Zoals hiervoor overwogen, had [veroordeelde] een legaal contant bedrag van € 11.980,- beschikbaar voor het doen van uitgaven. Het wederrechtelijk verkregen voordeel wordt door de rechtbank daarom berekend op € 51.030,91 - € 11.980,-
= € 39.050,91, welk bedrag door de rechtbank zal worden afgerond op een bedrag van
€ 39.050,-.

6.Vaststelling van het wederrechtelijk verkregen voordeel

De rechtbank is op grond van het bovenstaande van oordeel dat de maatregel ter ontneming van het wederrechtelijk voordeel moet worden opgelegd.
De rechtbank is van oordeel dat vooralsnog niet aannemelijk is geworden dat [veroordeelde] nu en in de toekomst over onvoldoende financiële draagkracht zal beschikken om aan een haar op te leggen betalingsverplichting te voldoen.
Ook overigens is niet gebleken van feiten en omstandigheden, op grond waarvan het door [veroordeelde] te betalen bedrag lager zou moeten worden vastgesteld dan op het bedrag van het geschatte voordeel.
De rechtbank zal gelet op het vorenstaande het door [veroordeelde] te betalen bedrag vaststellen op
€ 39.050,00.

7.Toepasselijke wettelijke bepaling

De op te leggen maatregel is gegrond op artikel 36e van het Wetboek van Strafrecht.

8.Beslissing

De rechtbank:
Stelt het bedrag, waarop het wederrechtelijk voordeel wordt geschat, vast op
€ 39.050,00(negenendertigduizendvijftig euro en éénenvijftig eurocent).
Legt aan [veroordeelde] de verplichting op tot betaling aan de Staat van een geldbedrag ter grootte van
€ 39.050,00, ter ontneming van het geschatte wederrechtelijk verkregen voordeel.
Wijst de vordering voor het overige af.
Bepaalt de duur van de gijzeling die met toepassing van artikel 6:6:25 van het Wetboek van Strafvordering ten hoogste kan worden gevorderd op 781 dagen.

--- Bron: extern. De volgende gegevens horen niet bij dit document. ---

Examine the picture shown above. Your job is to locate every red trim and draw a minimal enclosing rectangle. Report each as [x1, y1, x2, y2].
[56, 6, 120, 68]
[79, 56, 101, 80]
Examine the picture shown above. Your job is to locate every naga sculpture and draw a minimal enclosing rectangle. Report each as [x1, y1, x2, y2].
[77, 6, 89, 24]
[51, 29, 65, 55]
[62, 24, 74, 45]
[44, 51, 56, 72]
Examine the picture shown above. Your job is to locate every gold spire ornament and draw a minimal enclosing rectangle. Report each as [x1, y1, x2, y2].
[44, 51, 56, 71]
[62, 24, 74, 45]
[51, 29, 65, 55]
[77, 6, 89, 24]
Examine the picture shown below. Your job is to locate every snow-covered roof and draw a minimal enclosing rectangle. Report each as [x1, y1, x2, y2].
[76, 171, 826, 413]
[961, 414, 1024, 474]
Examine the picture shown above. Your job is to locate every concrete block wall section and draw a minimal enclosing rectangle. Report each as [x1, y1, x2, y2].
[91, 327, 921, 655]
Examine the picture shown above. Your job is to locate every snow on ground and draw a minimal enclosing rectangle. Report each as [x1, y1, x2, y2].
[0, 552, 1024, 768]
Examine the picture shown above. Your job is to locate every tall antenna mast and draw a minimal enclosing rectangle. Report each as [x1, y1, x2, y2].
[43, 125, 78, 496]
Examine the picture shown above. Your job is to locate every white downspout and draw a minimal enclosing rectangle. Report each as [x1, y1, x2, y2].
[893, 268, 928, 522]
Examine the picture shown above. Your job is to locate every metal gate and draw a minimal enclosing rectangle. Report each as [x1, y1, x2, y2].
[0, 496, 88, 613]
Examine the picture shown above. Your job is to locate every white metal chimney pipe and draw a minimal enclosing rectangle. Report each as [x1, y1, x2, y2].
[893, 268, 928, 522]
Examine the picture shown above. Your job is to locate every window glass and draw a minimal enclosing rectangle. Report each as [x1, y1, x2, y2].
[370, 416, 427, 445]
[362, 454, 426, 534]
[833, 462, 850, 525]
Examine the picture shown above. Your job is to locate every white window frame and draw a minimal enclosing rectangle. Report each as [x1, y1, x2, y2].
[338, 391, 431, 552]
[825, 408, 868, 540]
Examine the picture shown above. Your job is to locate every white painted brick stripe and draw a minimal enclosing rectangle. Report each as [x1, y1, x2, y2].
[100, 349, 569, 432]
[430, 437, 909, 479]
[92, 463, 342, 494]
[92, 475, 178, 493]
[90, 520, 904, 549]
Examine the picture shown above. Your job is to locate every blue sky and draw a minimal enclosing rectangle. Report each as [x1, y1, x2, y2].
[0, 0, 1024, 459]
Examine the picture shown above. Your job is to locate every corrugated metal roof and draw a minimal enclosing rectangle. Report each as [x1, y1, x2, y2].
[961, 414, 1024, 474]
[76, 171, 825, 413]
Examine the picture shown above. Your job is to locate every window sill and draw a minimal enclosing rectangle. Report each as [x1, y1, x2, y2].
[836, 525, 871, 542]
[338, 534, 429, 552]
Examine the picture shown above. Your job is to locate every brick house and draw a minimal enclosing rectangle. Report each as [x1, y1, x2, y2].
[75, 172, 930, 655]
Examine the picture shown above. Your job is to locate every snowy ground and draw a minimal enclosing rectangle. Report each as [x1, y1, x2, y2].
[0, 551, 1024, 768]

De toepassing van de gijzeling heft de betalingsverplichting niet op.
Samenstelling rechtbank en uitspraakdatum
Dit vonnis is gewezen door:
mr. M. Mateman, voorzitter,
mr. M. Hoendervoogt en mr. A. Buiskool, rechters,
in tegenwoordigheid van de griffier mr. L.L. de Vries,
en uitgesproken op de openbare terechtzitting van 22 juli 2022.